In the step, the collected three-dimensional data of the limb postures and big data samples of the texture images are labeled, the obtained several gesture postures are clustered and classified, and the mapping relation between the data samples and the gesture postures is determined. The more big data samples are collected, the higher the mapping convergence accuracy is, the better the feedback accuracy and timeliness are given to the user, and the user experience is correspondingly improved.

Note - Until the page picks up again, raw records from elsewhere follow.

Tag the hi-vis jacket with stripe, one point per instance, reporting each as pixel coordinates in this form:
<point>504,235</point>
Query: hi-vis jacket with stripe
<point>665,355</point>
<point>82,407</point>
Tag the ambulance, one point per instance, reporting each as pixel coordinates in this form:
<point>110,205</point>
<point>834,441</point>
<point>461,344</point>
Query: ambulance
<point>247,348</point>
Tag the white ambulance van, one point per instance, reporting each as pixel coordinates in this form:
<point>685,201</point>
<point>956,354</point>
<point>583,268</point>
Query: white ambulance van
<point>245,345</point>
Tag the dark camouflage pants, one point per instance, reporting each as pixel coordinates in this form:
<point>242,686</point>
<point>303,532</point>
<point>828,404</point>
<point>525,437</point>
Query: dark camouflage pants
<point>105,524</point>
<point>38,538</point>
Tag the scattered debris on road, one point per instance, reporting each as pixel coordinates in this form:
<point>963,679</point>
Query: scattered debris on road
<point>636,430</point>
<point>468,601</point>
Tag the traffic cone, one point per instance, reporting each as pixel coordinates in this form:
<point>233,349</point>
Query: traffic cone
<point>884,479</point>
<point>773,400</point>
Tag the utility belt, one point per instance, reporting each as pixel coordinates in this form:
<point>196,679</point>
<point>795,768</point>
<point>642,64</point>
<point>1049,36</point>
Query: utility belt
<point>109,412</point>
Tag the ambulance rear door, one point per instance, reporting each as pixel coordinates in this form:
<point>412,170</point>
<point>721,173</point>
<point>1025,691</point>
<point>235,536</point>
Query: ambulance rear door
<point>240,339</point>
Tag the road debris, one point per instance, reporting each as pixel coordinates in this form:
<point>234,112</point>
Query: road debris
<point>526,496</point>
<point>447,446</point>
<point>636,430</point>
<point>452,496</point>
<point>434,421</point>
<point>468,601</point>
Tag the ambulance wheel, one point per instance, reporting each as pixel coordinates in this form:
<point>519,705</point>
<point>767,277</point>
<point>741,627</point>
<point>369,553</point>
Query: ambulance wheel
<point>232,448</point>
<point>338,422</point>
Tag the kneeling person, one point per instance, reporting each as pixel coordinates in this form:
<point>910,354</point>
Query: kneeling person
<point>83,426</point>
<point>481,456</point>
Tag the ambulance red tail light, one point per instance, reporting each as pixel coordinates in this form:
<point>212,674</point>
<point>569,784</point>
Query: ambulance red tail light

In other optional embodiments of the present application, step S104 is executed to input the data of the limb posture into the deep learning model for recognition, so as to obtain the limb posture of the first target object, and the method is implemented by: searching the limb posture corresponding to the limb posture data of the first target object from the mapping relation; and determining the searched limb posture as the limb posture of the first target object.
In the above, the mapping relationship between the data sample and the gesture posture is determined by labeling the acquired three-dimensional coordinate data of the limb posture and the big data sample of the texture image.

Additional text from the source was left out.